Deux dates annoncent l’aujourd’hui : 1965 avec l’importation du Japon de 6 kg de coquilles de naissain de Crassostrea gigas, une huître creuse, hermaphrodite, « très robuste, à la croissance rapide », et 1997 qui voit la naissance des huîtres triploïdes, stériles, purs produits de la sélection génétique. Mais ainsi de la vigne clonée, l’huître triploïde (60% des huîtres que l’on consomme aujourd’hui) avance en tenue de camouflage sous le vocable « d’huître des quatre saisons ». Le monde moderne de l’huître, ce sont les écloseries associées à la recherche (Ifremer) comme nous avons dans la vigne les pépiniéristes, et malgré les promesses, les précautions et la science, des maladies endémiques qui se succèdent. Là est le cœur du livre dans sa dimension dramatique contemporaine : le vivant et l’argent, la nature et la science, l’éthique et la rentabilité, la diversité et la standardisation, la mondialisation et le meroir. Lisons Christian de Longcamp, ostréïculteur à Saint-Vaast dans la Manche : « Il faut écouter la nature. Quarante ans de gâchis : des sommes énormes dépensées dans la recherche, une surproduction suicidaire, des tonnes de triploïdes imprévisibles, une mortalité sans précédent …. Pour en arriver à des entreprises en difficultés … Le plus absurde, c’est qu’on va les indemniser après avoir subventionné la recherche. On tourne en rond et on refait le même schéma que pour l’agriculture ». On ne peut pas échapper au doute existentiel qui caractérise notre époque après la foi dans le progrès qui a présidé aux Trente glorieuses : « On a tout déstabilisé. La nature va reprendre ses droits ».

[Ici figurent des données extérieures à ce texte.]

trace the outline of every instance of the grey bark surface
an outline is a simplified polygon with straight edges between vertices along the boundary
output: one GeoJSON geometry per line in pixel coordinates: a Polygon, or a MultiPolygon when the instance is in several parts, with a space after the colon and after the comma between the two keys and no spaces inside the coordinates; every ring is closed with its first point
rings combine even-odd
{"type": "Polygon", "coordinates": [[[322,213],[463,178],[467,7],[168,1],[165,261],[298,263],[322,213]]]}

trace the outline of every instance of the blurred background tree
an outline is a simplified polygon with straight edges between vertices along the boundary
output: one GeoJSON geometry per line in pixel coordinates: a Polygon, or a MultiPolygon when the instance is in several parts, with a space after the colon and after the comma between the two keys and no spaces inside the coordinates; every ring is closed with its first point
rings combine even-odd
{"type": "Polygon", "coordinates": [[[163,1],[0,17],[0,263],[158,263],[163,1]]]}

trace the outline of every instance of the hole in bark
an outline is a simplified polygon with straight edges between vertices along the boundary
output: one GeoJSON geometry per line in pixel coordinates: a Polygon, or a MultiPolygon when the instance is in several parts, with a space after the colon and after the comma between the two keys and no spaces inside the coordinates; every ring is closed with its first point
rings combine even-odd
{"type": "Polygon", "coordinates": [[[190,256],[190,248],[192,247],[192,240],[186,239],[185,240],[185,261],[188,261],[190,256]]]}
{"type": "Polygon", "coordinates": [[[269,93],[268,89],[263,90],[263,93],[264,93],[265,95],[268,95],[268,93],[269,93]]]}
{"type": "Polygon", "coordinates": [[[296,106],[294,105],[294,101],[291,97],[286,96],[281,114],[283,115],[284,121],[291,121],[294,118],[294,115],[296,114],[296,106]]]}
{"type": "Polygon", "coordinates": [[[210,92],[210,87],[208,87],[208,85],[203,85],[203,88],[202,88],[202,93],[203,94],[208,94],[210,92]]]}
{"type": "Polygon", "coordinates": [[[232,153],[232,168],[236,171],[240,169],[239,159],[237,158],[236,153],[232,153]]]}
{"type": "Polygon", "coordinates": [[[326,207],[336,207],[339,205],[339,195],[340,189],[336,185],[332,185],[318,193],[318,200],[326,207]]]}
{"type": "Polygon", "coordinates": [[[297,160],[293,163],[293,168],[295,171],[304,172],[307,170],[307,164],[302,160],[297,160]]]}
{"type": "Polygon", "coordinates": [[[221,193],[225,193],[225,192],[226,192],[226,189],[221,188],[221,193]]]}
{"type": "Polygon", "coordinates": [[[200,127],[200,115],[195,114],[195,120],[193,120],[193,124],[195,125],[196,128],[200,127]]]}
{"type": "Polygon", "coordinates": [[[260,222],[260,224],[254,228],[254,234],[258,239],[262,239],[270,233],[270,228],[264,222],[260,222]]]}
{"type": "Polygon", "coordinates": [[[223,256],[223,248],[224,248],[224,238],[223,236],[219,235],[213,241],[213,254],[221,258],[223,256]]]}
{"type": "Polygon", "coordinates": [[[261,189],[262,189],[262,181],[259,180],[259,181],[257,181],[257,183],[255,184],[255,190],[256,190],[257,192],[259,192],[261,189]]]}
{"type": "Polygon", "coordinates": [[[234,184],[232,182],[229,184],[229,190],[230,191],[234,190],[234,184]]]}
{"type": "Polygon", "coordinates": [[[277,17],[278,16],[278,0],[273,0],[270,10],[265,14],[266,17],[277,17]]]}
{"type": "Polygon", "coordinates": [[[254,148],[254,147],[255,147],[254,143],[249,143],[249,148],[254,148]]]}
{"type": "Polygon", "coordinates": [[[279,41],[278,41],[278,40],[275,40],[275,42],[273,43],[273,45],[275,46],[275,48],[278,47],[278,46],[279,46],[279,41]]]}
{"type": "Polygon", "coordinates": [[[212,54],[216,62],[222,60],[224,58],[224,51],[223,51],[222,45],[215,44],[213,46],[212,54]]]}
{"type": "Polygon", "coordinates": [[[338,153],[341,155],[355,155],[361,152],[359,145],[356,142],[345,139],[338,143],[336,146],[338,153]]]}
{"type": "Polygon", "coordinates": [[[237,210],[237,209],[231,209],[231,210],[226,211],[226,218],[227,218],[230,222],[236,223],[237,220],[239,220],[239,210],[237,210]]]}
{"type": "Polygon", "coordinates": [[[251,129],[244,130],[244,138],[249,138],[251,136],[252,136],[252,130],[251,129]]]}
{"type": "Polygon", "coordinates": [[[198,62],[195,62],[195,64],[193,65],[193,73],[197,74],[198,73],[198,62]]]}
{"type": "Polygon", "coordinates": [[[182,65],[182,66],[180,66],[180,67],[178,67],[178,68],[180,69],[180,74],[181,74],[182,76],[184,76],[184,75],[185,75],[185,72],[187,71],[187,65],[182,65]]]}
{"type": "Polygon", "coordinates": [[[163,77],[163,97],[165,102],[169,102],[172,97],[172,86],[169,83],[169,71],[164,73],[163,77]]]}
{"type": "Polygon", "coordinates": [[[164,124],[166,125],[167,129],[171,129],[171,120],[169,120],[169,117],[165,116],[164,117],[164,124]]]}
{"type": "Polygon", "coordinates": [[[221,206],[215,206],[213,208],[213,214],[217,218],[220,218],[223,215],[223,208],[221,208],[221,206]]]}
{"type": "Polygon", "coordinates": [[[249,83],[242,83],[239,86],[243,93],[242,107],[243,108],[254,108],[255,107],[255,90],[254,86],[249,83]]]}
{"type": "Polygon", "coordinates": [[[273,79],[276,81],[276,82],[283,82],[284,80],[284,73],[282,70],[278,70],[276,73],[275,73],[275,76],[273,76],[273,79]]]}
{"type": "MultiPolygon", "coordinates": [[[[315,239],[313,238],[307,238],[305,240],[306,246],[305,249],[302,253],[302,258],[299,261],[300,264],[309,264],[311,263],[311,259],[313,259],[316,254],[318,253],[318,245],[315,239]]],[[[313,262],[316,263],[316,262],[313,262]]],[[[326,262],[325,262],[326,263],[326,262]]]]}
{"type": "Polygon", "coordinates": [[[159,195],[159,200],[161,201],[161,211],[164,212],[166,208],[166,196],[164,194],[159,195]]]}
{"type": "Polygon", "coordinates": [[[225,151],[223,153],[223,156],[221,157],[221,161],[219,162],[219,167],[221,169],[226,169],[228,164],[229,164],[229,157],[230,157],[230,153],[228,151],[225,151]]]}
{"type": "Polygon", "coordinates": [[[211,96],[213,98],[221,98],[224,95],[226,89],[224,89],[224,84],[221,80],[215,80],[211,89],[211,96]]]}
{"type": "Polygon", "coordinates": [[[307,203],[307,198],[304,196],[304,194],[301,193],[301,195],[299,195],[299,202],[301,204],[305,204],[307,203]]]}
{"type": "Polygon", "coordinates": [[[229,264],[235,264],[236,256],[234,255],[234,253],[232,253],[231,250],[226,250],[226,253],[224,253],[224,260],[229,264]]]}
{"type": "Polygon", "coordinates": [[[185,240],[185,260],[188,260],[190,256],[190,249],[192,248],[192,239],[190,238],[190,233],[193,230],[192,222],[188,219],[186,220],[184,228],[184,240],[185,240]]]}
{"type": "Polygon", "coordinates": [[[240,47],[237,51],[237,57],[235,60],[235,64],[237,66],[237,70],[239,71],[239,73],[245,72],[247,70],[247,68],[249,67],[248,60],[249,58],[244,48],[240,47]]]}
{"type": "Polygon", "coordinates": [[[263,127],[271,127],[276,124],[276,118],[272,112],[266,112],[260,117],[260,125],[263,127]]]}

Comme dans le vin, des noms émergent : Gillardeau en Normandie, Tabouriech sur l’étang de Thau. Ceux-là ont pensé l’huître comme un produit de luxe, marqué chez Gillardeau d’un G au laser sur la coquille. Le livre se clôt sur les tables, notamment celless de Garry Dorr, fondateur des « bars à huîtres » qui empruntent beaucoup au vin. En Gaulois que nous sommes, on ne saurait complètement tourner une page sans un banquet, en l’espèce des recettes et des accords entre l’huître et le vin. Ce livre ne serait pas aussi émouvant sans les photos de François Flohic, musique d’un film. Je ne mangerai plus jamais d’huîtres comme j’en mangeais.